A large-scale JavaScript supply chain attack has compromised hundreds of software packages, including at least 10 widely used across the cryptocurrency ecosystem, according to new research from cybersecurity firm Aikido Security.
In a post on Monday, Charlie Eriksen, a researcher at Aikido Security, published the names of more than 400 packages that show signs of being infected by Shai Hulud, a self-replicating malware used in an ongoing JavaScript NPM library supply chain attack. Eriksen said he verified each detection to avoid false positives.
Many of the associated cryptocurrency-related packages receive tens of thousands of downloads per week, and there are also many other packages required for them to function. In an X post published earlier today, Eriksen also warned the Ethereum Name Service (ENS) team that several packages would be affected.

Source: Charlie Eriksen
Shai Hulud is part of a broader supply chain attack trend. In early September, hackers stole only $50 million in cryptocurrency in the largest NPM attack ever reported. Following this initial attack, Amazon Web Services noted that the Shai-Hulud worm was spreading autonomously just one week later.
While previous attacks directly targeted cryptocurrencies to steal assets, Shai-Hulud is a general-purpose credential-stealing malware that autonomously spreads across a developer’s infrastructure. If the infected environment contains wallet keys, the malware steals them as “secrets” like any other credentials.
Related: NPM exploit failure highlights imminent threat to crypto security: Exec
Which encryption packages are affected?
Of all the packages affected, at least 10 were specifically related to the cryptocurrency industry, and nearly all were associated with ENS, a human-readable address name service. Among the affected packages are ENS Content Hash and 91 software packages that depend on it, which are downloaded approximately 36,000 times each week, and Address Encoder, which is downloaded more than 37,500 times each week.

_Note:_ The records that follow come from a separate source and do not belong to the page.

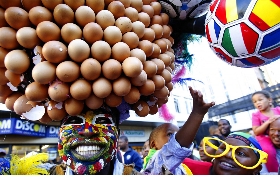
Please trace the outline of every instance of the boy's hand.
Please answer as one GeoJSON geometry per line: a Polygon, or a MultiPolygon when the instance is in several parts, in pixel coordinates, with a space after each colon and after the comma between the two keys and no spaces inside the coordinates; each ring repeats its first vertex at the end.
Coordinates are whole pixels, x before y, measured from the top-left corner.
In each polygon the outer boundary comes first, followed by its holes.
{"type": "Polygon", "coordinates": [[[191,86],[189,86],[190,92],[192,97],[192,111],[197,115],[204,117],[209,108],[215,104],[215,102],[206,103],[203,100],[202,94],[200,90],[193,90],[191,86]]]}

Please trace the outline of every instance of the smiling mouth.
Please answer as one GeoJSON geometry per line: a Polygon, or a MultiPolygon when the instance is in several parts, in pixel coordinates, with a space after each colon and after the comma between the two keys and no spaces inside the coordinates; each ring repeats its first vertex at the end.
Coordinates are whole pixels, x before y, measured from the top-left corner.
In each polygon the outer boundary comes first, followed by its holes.
{"type": "Polygon", "coordinates": [[[99,145],[78,145],[74,150],[78,154],[89,156],[98,154],[103,148],[99,145]]]}

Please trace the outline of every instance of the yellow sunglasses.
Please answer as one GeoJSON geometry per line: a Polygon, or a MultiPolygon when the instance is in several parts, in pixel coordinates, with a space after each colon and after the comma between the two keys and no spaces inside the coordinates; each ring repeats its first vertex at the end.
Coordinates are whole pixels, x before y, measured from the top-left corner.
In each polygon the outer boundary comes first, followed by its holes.
{"type": "Polygon", "coordinates": [[[204,152],[205,152],[205,153],[206,154],[206,155],[209,157],[212,158],[218,158],[221,157],[226,154],[230,151],[230,148],[232,148],[232,158],[233,158],[233,160],[234,160],[236,162],[236,163],[237,163],[237,164],[241,167],[244,168],[249,169],[254,169],[254,168],[255,168],[258,167],[259,165],[261,163],[266,163],[267,162],[267,154],[265,152],[264,152],[262,151],[261,151],[259,149],[254,148],[253,148],[247,146],[232,146],[232,145],[228,144],[223,141],[222,140],[220,140],[220,139],[216,139],[215,138],[213,138],[212,137],[204,137],[203,138],[203,149],[204,150],[204,152]],[[205,151],[205,144],[207,144],[207,145],[208,145],[209,146],[211,147],[216,150],[217,150],[218,149],[219,149],[218,147],[214,145],[209,141],[209,140],[218,140],[218,141],[220,141],[221,142],[223,143],[225,145],[225,150],[221,150],[221,151],[222,152],[222,153],[218,155],[211,155],[209,154],[205,151]],[[240,148],[247,148],[254,150],[257,151],[260,154],[260,159],[256,164],[253,167],[248,167],[242,165],[238,162],[238,161],[236,159],[236,158],[235,158],[235,150],[237,150],[237,149],[240,148]]]}

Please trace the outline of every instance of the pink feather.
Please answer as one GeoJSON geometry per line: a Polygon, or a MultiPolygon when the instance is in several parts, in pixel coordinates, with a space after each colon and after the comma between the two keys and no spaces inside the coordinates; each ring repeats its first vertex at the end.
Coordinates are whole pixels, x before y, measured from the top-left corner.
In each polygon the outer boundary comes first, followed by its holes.
{"type": "Polygon", "coordinates": [[[166,104],[164,104],[158,109],[159,116],[167,122],[170,122],[174,119],[174,116],[169,112],[166,104]]]}

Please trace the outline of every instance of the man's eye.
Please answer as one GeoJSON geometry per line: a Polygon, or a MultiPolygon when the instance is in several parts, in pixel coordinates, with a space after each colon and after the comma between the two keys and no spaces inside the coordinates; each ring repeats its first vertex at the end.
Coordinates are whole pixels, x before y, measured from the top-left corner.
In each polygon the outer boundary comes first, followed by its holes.
{"type": "Polygon", "coordinates": [[[83,122],[83,119],[80,117],[76,116],[71,116],[68,118],[64,123],[64,125],[79,124],[83,122]]]}
{"type": "Polygon", "coordinates": [[[108,117],[100,117],[96,119],[95,123],[100,125],[108,125],[112,124],[112,122],[108,117]]]}

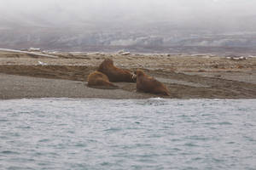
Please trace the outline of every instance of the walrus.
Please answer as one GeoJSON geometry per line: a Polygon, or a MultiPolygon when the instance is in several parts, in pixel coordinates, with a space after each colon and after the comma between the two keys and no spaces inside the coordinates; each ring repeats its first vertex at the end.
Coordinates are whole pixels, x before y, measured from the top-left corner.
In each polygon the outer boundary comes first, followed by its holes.
{"type": "Polygon", "coordinates": [[[111,59],[106,59],[98,67],[98,71],[107,75],[113,82],[135,82],[136,75],[129,70],[117,68],[111,59]]]}
{"type": "Polygon", "coordinates": [[[94,71],[87,77],[88,87],[98,88],[118,88],[119,87],[109,82],[108,77],[100,71],[94,71]]]}
{"type": "Polygon", "coordinates": [[[155,80],[152,76],[146,75],[143,71],[137,70],[137,90],[155,94],[160,95],[170,95],[167,88],[160,82],[155,80]]]}

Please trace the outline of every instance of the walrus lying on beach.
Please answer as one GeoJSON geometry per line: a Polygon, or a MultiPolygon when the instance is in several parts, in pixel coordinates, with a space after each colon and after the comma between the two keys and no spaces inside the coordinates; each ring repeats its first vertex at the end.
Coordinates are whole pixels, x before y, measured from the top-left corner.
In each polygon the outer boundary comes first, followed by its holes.
{"type": "Polygon", "coordinates": [[[141,70],[137,70],[136,73],[137,91],[161,95],[170,95],[170,92],[167,88],[160,82],[155,80],[152,76],[146,75],[141,70]]]}
{"type": "Polygon", "coordinates": [[[119,87],[109,82],[108,77],[102,72],[94,71],[87,77],[88,87],[99,88],[118,88],[119,87]]]}
{"type": "Polygon", "coordinates": [[[117,68],[110,59],[106,59],[99,66],[98,71],[107,75],[109,81],[113,82],[135,82],[136,75],[129,70],[117,68]]]}

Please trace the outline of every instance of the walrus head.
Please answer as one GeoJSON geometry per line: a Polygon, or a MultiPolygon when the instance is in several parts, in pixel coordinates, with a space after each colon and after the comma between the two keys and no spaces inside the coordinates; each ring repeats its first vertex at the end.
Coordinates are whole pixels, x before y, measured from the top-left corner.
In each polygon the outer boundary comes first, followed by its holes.
{"type": "Polygon", "coordinates": [[[113,65],[113,61],[111,59],[105,59],[104,64],[113,65]]]}
{"type": "Polygon", "coordinates": [[[142,70],[137,70],[136,75],[137,75],[137,76],[144,76],[145,73],[142,70]]]}

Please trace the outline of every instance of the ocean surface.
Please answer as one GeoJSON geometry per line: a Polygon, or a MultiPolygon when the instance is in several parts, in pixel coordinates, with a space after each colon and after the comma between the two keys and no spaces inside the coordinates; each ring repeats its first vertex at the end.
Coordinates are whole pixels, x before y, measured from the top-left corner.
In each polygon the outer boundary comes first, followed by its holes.
{"type": "Polygon", "coordinates": [[[256,169],[256,99],[0,100],[0,169],[256,169]]]}

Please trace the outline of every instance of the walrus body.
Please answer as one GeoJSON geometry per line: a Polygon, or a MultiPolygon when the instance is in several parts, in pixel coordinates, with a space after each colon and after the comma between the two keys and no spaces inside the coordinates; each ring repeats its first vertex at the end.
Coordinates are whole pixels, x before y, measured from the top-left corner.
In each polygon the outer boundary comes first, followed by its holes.
{"type": "Polygon", "coordinates": [[[160,82],[146,75],[143,71],[137,70],[136,73],[137,91],[160,95],[170,95],[167,88],[160,82]]]}
{"type": "Polygon", "coordinates": [[[94,71],[87,77],[88,87],[101,88],[118,88],[119,87],[109,82],[108,77],[102,72],[94,71]]]}
{"type": "Polygon", "coordinates": [[[117,68],[110,59],[106,59],[99,66],[98,71],[107,75],[109,81],[113,82],[135,82],[136,75],[125,69],[117,68]]]}

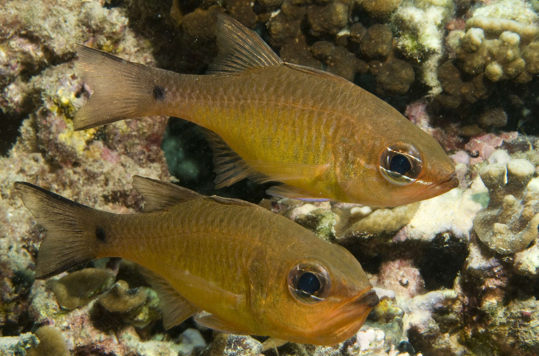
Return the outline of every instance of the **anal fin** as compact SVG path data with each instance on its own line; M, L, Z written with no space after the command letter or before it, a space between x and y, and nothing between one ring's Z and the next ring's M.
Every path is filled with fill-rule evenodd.
M311 192L288 184L281 184L270 187L266 191L266 193L279 198L289 198L307 201L329 201L331 200L327 198L317 197L316 194Z
M144 196L145 213L166 209L172 205L202 198L204 196L169 182L133 176L133 187Z
M231 323L220 319L213 314L205 314L195 317L195 321L198 324L210 329L236 335L249 335L251 333Z
M200 309L177 292L161 276L144 268L141 272L157 294L163 311L163 326L170 329L181 323Z

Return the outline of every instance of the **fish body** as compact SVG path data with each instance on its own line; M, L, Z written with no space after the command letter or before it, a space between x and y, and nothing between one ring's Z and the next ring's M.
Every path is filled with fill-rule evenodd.
M209 130L218 187L249 177L281 182L268 191L277 196L393 206L458 185L440 145L383 100L283 62L231 18L219 16L217 27L221 52L211 75L81 47L77 69L95 93L74 127L153 115L192 121Z
M378 303L349 252L286 218L148 178L134 185L150 212L107 213L15 183L46 231L36 277L121 257L145 269L167 327L204 310L196 320L218 330L317 345L351 337Z

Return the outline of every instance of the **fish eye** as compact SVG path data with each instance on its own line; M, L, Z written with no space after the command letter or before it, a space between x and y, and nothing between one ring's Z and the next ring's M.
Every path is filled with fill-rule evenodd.
M419 176L421 162L421 155L415 147L399 142L382 151L378 169L389 182L398 185L407 185Z
M296 263L288 273L288 290L303 304L322 302L331 289L331 279L326 269L315 261Z

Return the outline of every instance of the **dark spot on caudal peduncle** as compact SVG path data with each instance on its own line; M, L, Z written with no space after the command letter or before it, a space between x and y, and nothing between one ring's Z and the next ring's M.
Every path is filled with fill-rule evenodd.
M165 92L163 90L163 87L156 85L154 87L154 99L156 100L162 100L165 97Z
M95 237L102 243L105 243L107 242L107 236L105 233L105 230L101 226L98 226L95 228Z

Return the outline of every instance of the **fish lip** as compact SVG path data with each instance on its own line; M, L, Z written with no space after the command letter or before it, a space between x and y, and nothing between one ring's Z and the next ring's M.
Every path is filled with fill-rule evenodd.
M372 287L368 288L368 290L363 289L357 295L343 301L333 312L321 320L319 327L314 329L316 333L320 334L322 331L330 332L334 339L337 340L336 344L351 337L379 302L376 291Z
M437 187L448 188L447 190L449 191L459 186L459 184L460 184L460 181L457 177L457 172L453 172L448 175L445 179L437 183L435 183L433 186Z
M365 291L363 289L355 296L343 301L341 305L334 310L330 319L333 319L334 316L341 313L342 315L349 316L357 315L358 309L363 309L362 313L363 313L365 309L370 310L376 306L378 305L378 302L376 291L369 287L368 290Z
M358 296L358 297L354 301L354 303L365 304L370 308L374 308L379 302L380 299L376 294L376 291L371 289L363 293L362 295Z

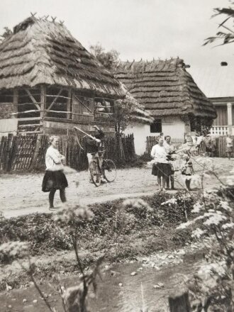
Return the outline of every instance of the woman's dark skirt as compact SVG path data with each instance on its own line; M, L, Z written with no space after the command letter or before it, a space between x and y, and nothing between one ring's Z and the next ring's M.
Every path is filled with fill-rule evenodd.
M172 173L169 164L162 164L157 162L153 164L152 168L152 174L158 177L164 177L165 178L169 177Z
M45 172L43 181L43 191L50 191L52 189L62 189L67 186L66 176L62 170Z

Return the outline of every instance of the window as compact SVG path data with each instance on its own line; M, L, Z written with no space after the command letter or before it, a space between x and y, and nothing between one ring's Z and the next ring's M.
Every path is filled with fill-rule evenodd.
M162 132L162 119L155 119L155 121L150 125L151 133L159 133Z

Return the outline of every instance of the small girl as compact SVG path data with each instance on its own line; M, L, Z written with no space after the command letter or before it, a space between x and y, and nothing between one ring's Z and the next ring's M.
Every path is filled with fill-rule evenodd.
M191 175L194 174L194 172L190 153L189 151L185 152L186 152L186 154L183 157L184 162L182 167L182 174L185 175L185 185L187 189L190 191Z
M49 191L50 210L55 210L54 197L57 189L60 190L62 203L67 201L65 188L68 186L67 180L63 172L62 162L65 157L58 151L59 138L52 136L50 138L50 146L45 154L46 169L43 181L43 191Z
M226 138L226 153L227 153L227 155L228 155L229 160L230 160L231 154L233 152L233 140L232 137L230 135L228 135Z

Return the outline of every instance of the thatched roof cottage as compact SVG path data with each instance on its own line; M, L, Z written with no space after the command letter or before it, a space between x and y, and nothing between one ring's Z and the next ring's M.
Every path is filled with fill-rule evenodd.
M114 132L121 84L62 25L31 16L0 44L0 133Z
M145 137L161 132L174 138L209 126L216 118L212 103L199 89L185 69L182 60L152 62L122 62L115 70L115 77L123 82L131 94L155 121L150 126L135 128L144 139L137 145L145 146ZM133 129L129 129L133 131ZM144 141L143 140L144 140Z

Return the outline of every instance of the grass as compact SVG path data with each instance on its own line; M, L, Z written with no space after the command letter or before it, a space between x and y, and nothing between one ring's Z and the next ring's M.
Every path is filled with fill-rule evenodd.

Other affected ENS packages include ensjs (over 30,000 weekly downloads), ens-validation (1,750 weekly downloads), ethereum-ens (12,650 weekly downloads), and ens-contracts (nearly 3,100 weekly downloads). A cryptocurrency-related package unrelated to ENS called crypto-addr-codec was also compromised, resulting in approximately 35,000 downloads.
Related: $27 million leaked, private keys not exposed: How the BigONE hack happened
Popular non-encrypted packages affected
Affected non-encryption-related packages include those from enterprise automation platform Zapier, which has more than 40,000 downloads per week, and many don’t even come close. In subsequent posts, Eriksen pointed to other packages that were infected, including one that saw nearly 70,000 downloads each week, and another that saw well over 1.5 million downloads each week.
“The scope of this new Shai Huld attack is frankly massive. We are still waiting our turn to confirm everything,” Eriksen wrote to X.
“All the attacks we’ve had so far will come to nothing.”
Researchers from cybersecurity firm Wiz claim they have “discovered more than 25,000 affected repositories across approximately 350 unique users, with 1,000 new repositories being continuously added every 30 minutes over the past few hours.” The company recommends “immediate investigation and remediation” for environments using npm.